As a one-time Bally’s personal trainer and life-long workout fanatic, I am familiar with the ins-and-outs and do’s-and-don’ts of a gym. Therefore, I feel it is high time to remind the public about some basic gym etiquette rules.
Before I begin, however, I would like to remind some of you that Klotsche is pronounced phonetically “Klot-shee,” not “Klotch-ky” — so enough with this Klotch-ky nonsense!
Bubbler etiquette (that’s water fountain for all you Milwaukee-come-lately’s):
- If you are filling up a water bottle at the bubbler but there is somebody behind you without a bottle, let that person go first — especially if said person is panting and sweating profusely.
- Do not spit in the bubbler — it’s disgusting.

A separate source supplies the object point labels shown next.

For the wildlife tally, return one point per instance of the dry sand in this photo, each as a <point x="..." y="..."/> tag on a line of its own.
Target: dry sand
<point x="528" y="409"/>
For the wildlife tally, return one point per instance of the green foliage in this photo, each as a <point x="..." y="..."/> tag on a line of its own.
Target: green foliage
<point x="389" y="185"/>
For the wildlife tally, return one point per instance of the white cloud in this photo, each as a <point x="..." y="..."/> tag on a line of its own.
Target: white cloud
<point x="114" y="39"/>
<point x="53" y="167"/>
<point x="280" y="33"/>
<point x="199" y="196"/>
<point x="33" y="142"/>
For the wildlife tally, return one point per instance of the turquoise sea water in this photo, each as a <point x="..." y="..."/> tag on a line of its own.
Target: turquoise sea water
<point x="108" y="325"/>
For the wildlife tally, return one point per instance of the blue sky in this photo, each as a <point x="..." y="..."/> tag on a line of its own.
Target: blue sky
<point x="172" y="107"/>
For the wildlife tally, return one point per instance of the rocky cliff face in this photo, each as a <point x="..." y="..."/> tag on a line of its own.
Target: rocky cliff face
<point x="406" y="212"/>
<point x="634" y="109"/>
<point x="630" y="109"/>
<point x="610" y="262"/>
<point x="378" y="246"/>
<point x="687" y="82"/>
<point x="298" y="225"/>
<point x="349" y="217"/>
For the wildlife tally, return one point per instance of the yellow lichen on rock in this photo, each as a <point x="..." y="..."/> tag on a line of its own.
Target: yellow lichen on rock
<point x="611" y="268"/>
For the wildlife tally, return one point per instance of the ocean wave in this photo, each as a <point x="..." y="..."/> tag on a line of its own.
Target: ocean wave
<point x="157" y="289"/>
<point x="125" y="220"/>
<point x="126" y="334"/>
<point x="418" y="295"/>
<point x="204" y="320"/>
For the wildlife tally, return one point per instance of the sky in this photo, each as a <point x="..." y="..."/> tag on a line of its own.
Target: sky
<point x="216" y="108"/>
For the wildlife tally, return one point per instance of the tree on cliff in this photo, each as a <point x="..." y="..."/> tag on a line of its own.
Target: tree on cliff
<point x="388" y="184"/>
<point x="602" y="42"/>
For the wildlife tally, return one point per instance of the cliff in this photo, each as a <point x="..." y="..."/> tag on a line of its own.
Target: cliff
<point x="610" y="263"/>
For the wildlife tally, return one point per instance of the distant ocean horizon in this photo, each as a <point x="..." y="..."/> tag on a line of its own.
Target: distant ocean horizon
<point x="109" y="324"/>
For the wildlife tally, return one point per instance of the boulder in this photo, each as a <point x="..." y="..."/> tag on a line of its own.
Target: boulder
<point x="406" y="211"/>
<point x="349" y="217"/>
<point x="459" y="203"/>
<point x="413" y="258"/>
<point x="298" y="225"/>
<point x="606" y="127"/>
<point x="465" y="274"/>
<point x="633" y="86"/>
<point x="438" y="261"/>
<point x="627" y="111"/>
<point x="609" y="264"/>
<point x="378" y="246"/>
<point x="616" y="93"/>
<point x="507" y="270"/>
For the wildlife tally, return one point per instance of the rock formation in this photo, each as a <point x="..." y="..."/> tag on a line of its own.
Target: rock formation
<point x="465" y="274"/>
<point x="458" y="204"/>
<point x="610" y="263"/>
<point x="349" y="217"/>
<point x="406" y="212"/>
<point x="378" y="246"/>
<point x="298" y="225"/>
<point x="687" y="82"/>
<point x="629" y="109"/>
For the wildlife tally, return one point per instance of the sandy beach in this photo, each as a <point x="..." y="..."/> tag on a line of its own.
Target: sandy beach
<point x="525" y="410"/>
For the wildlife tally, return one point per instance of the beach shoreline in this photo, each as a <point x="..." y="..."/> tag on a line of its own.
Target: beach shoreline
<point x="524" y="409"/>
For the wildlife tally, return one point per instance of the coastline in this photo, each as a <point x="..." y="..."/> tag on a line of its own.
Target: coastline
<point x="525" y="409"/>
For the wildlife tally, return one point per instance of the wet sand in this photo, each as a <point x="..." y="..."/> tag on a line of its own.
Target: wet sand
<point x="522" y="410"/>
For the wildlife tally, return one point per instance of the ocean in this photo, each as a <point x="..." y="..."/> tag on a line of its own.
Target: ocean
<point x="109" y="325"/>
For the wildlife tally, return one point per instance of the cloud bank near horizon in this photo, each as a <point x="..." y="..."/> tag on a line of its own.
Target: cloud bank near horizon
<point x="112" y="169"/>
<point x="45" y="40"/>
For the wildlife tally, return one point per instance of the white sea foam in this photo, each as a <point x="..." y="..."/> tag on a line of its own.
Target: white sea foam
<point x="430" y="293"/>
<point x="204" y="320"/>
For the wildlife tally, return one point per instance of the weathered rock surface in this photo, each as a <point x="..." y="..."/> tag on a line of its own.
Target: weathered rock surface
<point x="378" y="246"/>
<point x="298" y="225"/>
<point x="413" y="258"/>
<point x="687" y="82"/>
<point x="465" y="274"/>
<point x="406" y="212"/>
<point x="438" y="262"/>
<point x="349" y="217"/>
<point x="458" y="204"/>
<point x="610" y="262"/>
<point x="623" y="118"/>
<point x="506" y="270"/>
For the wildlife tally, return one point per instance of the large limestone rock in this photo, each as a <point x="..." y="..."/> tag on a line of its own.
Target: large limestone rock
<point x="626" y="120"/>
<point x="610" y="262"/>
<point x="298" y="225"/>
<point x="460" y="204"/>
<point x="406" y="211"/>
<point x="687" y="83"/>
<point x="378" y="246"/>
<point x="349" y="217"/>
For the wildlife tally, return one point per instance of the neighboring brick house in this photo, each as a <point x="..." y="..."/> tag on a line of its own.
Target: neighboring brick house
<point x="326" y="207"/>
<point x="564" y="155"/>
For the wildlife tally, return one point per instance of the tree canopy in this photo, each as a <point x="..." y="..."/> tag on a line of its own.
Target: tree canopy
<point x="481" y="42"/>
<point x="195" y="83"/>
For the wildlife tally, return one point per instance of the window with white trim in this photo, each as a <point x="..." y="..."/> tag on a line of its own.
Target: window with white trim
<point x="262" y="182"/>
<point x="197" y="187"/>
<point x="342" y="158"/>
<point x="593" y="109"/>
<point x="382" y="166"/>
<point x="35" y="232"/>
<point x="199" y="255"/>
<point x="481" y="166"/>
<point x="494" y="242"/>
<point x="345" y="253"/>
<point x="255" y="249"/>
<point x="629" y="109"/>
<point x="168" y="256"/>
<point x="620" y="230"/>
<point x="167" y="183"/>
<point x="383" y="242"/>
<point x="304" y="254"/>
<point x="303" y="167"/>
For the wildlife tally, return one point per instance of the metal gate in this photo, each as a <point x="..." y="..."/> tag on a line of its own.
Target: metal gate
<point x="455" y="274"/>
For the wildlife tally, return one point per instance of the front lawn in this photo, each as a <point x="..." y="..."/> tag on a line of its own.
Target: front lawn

- Do not spit your gum into the bubbler. If you do, pluck it out.
- Do not suck on the bubbler while drinking.
Basic locker room etiquette:
- Do not spread all of your stuff out on the benches. Other people need to use the bench too.
- If you are naked, put a towel on the bench before sitting. Nobody wants your booty germs on the bench.
- When not showering, wrap your towel around your waist. Don’t strut around the locker room with your towel slung across your shoulder so that everything is showing.
- It’s OK to wash your private parts while showering — just don’t do it too aggressively because it looks like you might be … well … you know.
- You’re not at home, so don’t pee in the shower. Even if you think you are alone, Just. Don’t. Do. It!
Hygiene etiquette
- We are human, we get B.O., but if your B.O. is palpable within a one-foot radius, you need to use more deodorant, you stinky sonofagun.
- If you sweat in your workout gear and then stuff it in a gym bag, don’t leave the bag in your car to marinate and then wear the same gear again — it’s gonna stink. Wear fresh workout gear every time you workout. Duh!
- When you exert yourself, it is helpful to exhale. There are ways to exhale, however, without blowing your putrid breath into the face of the person nice enough to spot you. Learn how to do it.
Equipment use etiquette
- If you are using a machine or some dumbbells, a bench, etc., and somebody asks you how many sets you have left, offer to let them work in with you.
- Don’t use multiple weights or machines for supersets when the gym is crowded. Who do you think you are to hog all the equipment?
- Similarly, if you are muscular or in great shape, it doesn’t mean your workout is more important than somebody who is not in good shape or doesn’t know his or her way around the gym. Act accordingly.
- If you are, say, using the squat rack to hold a barbell so that you can do bicep curls and somebody wants to use the squat rack for squatting, move your butt — you can do curls anywhere, but the other person can’t squat anywhere. This rule applies to other similar situations.
Miscellaneous etiquette
- Don’t give unsolicited workout advice to complete strangers (unless they are doing something that could result in serious injury).
- If you are male and you give unsolicited advice to a female — other than looking like a know-it-all a-hole — it will also be obvious to her that you have an ulterior motive. So don’t think you’re being sly.
I can’t think of anything else to rant about, so to all of you reading, I hope you have great workouts!